There was silence in the court.

‘So be it,’ said Sophia at length; ‘as you have sown, so shall you reap. You have been accused of high treason to my house, you have been found guilty. Your crime is the more odious in that you must needs act through another; you must needs make my unhappy husband your tool. You have done a monstrous thing. The sentence of the Court is confirmed, and for the remainder of your days you are confined in our prison at Amandos.’

Malakopf was removed, and when he had gone Sophia turned to Petros.

‘Oh, Petros,’ she said, leaning forward, and speaking so that he alone could clearly hear her, ‘have I deserved this of you? What had I done that you could treat me so? Was it not your place rather to reason with me, if you thought I was acting unwisely for my people? If you thought I ought to have been more sedulous in my duties, should you not have told me so? Yes, you will say that I did not give a very patient ear to you, and thus the fault is partly mine, and I own it. But no good fruit ever came out of disloyalty, and even if your infamous plan had succeeded, the fruit would have been an apple from the Dead Sea, dust and ashes to your mouth. Perhaps this is no time to make reproaches, but we shall not meet again, my poor Petros, and what I have to say to you must be said now.’

She stopped a moment; her voice was soft with tears, and trembled. The unhappy man had covered his face with his hands, and his shoulders shook with his sobbing.

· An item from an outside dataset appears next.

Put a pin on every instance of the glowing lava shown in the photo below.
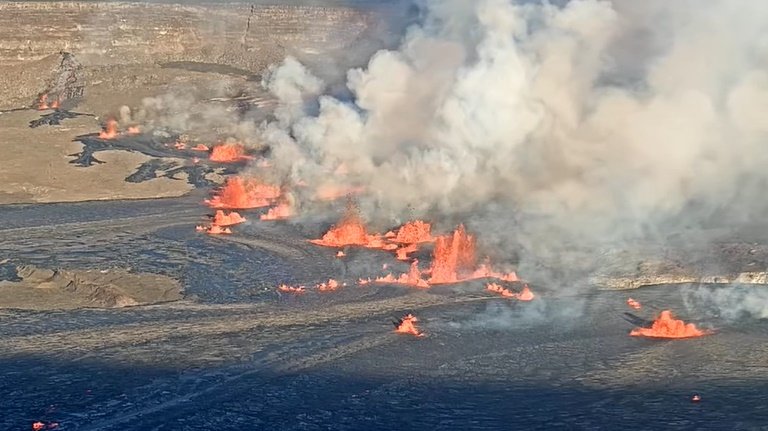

‘Petros,’ she went on, ‘what a change is here, since when you came so gallantly to Amandos, since we sat all night at bezique, since we rode to the review, and raced home! We have not made a very successful marriage, and I blame myself, believe me, as much as you. But that it should come to this! There I blame you. Did I not warn you? Have the justice to admit that I warned you when I told you that you were no Napoleon. Jesting words, no doubt; but you are not slow, and you saw what I meant. Oh, I know well that you saw what I meant. Again, when I left Mavromáti, did I not say that I trusted you to the utmost? I could think of nothing which should have been so tonic as that. If there had been one seed of loyalty in you, those words should have warmed and watered it.’

Petros raised his head.

‘Before God, Sophia,’ he cried, ‘I never thought——’

She shook her head.

‘Do not say that,’ she said, ‘for you did think. You must have calculated long and carefully. I should, I think, have forgiven you if you had in some sudden exasperation tried to cut my throat, for I know how exasperating I must often have been; but this scheming and cold-blooded conspiracy, it beats me! I cannot understand it. My poor friend, I do not mean to mock at you, but you would have been a more successful figure to-day if you had stuck to your riding and your bezique. Good-bye, Petros; we shall not meet again. You shall know how Leonard grows up.’